[portalpiyungan.info] Memiliki pilihan politik dan mendukung tokoh politik atau partai politik tertentu adalah hak setiap warga negara yang dilindungi UU. Hanya saja memang kita juga tidak bisa memaksa orang untuk harus bersepakat dengan pilihan politik kita.
Seorang atasan atau pemilik perusahaan tak bisa memaksa anak buahnya untuk harus mematuhi pilihan politik yang dianut oleh pemilik perusahaan atau pimpinan tersebut. Karena kebebasan memilih dan berpihak juga dimiliki anak buahnya atau para karyawannya. Jika dipaksakan, akan terjadi efek yang justru mungkin bisa merugikan perusahaan. Seperti yang terjadi pada perusahaan transportasi online, Grab Indonesia.
Pasca twit dukungan, yang diakui oleh admin @GrabID sebagai pelanggaran akses, kepada Ahok, beberapa pengemudi Grab, baik GrabBike maupun GrabCar mengakui pendapatan mereka berkurang karena adanya penurunan permintaan penumpang.
Seperti dirilis republika.co, Bayu, pengemudi Grab, di kawasan Stasiun Manggarai mengatakan adam keluhan dari pengemudi ke pihak manajemen, terkait twit yang menyebut Grab Indonesia mendukung salah satu calon di pilkada DKI.
Akibat kicauan tersebut, Bayu menuturkan, beberapa driver Grab di group WhatsApp sempat mengeluhkan adanya penurunan order.
"Beberapa yang sempat turun itu di wilayah Klender, Cipinang, Pondok Kopi di Jakarta Timur," tambahnya.
Joko, pengemudi Grab, meminta manajemen sikap tegas agar kasus twit tidak terulang.
"Kita banyak dapet komplain dari penumpang, padahal kita tidak tahu apa-apa soal itu", ujar dia.
Ridwan, pengemudi Grab lainnya menuturkan penurunan order langsung dirasakannya 1 hari setelah kicauan dukungan tersebut.
"Biasanya bisa 10 order, Mas. Sekarang cuma 5 sampe 6, udah gitu trip-nya pendek", tuturnya kepada tim Portal Piyungan, hari ini, Ahad, 20 November 2016.

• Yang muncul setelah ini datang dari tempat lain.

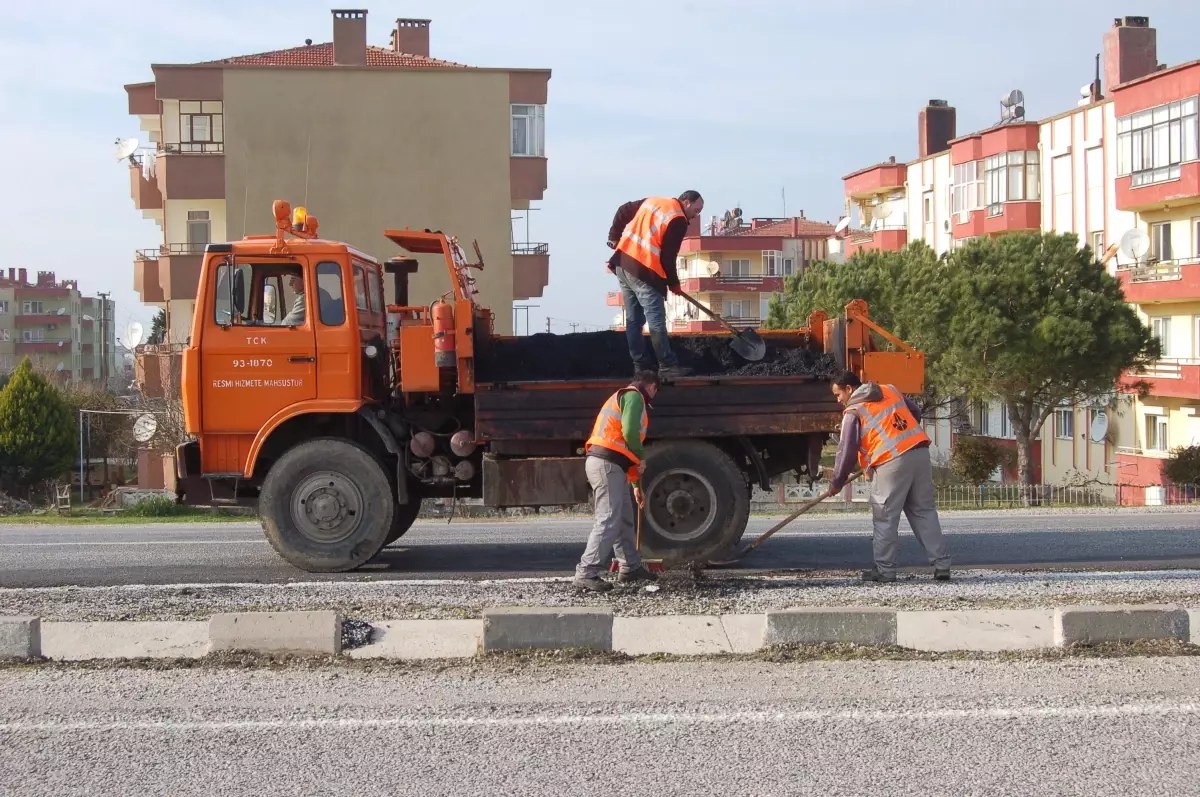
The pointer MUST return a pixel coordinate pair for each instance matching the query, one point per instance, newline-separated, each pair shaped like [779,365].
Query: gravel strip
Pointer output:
[678,594]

Ridwan menambahkan, "Bahkan adek saya aja apus aplikasi Grab. Alasannya nggak mau kasih makan orang kaya pendukung Ahok", tandasnya.

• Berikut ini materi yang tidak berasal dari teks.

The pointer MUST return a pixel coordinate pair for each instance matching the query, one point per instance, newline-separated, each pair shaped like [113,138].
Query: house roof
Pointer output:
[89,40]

Ridwan hanya bisa mengimbau agar tidak perlu menghapus aplikasi \Grab karena toh manajemen sudah minta maaf,
"Jangan hapus lah, manajemen kan udah minta maaf. Kasihani kami yang hanya numpang cari makan", tuturnya.
Lain lagi cerita Suhardi.
"Saya dikomplain tamu gara-gara twit dukung Ahok. Saya nggak ngerti apa-apa. Ngerti Twitter aja enggak", tuturnya kepada tim Portal Piyungan.
Sebelumnya, Rabu, 16 November 2016 lalu, publik dibuat geger dengan kicauan akun resmi Twitter Grab Indonesia, yang menyatakan mendukung Ahok, dengan menggunakan tagar #KamiAhok pada akhir kicauan.
Sontak kicauan tersebut menjadi kontroversi di dunia maya, Beberapa netizen yang menganggap Grab Indonesia tidak sensitif terkait kasus dugaan penistaan agama yang dilakukan oleh Ahok membuat gerakan uninstall aplikasi Grab di ponsel mereka.
Pihak Grab akhirnya menghapus kicauan tersebut, meminta maaf, serta mengklarifikasi bahwa Grab, sebagai layanan jasa transportasi tidak memiliki afiliasi politik tertentu.
Sayangnya, klarifikasi Grab tersebut tidak diikuti dengan menghapus twit tertanggal 11 September 2014 yang menampilkan foto tim Grab Taxi Indonesia bersama Ahok sehingga publik semakin yakin jika sebenarnya Grab mendukung Ahok.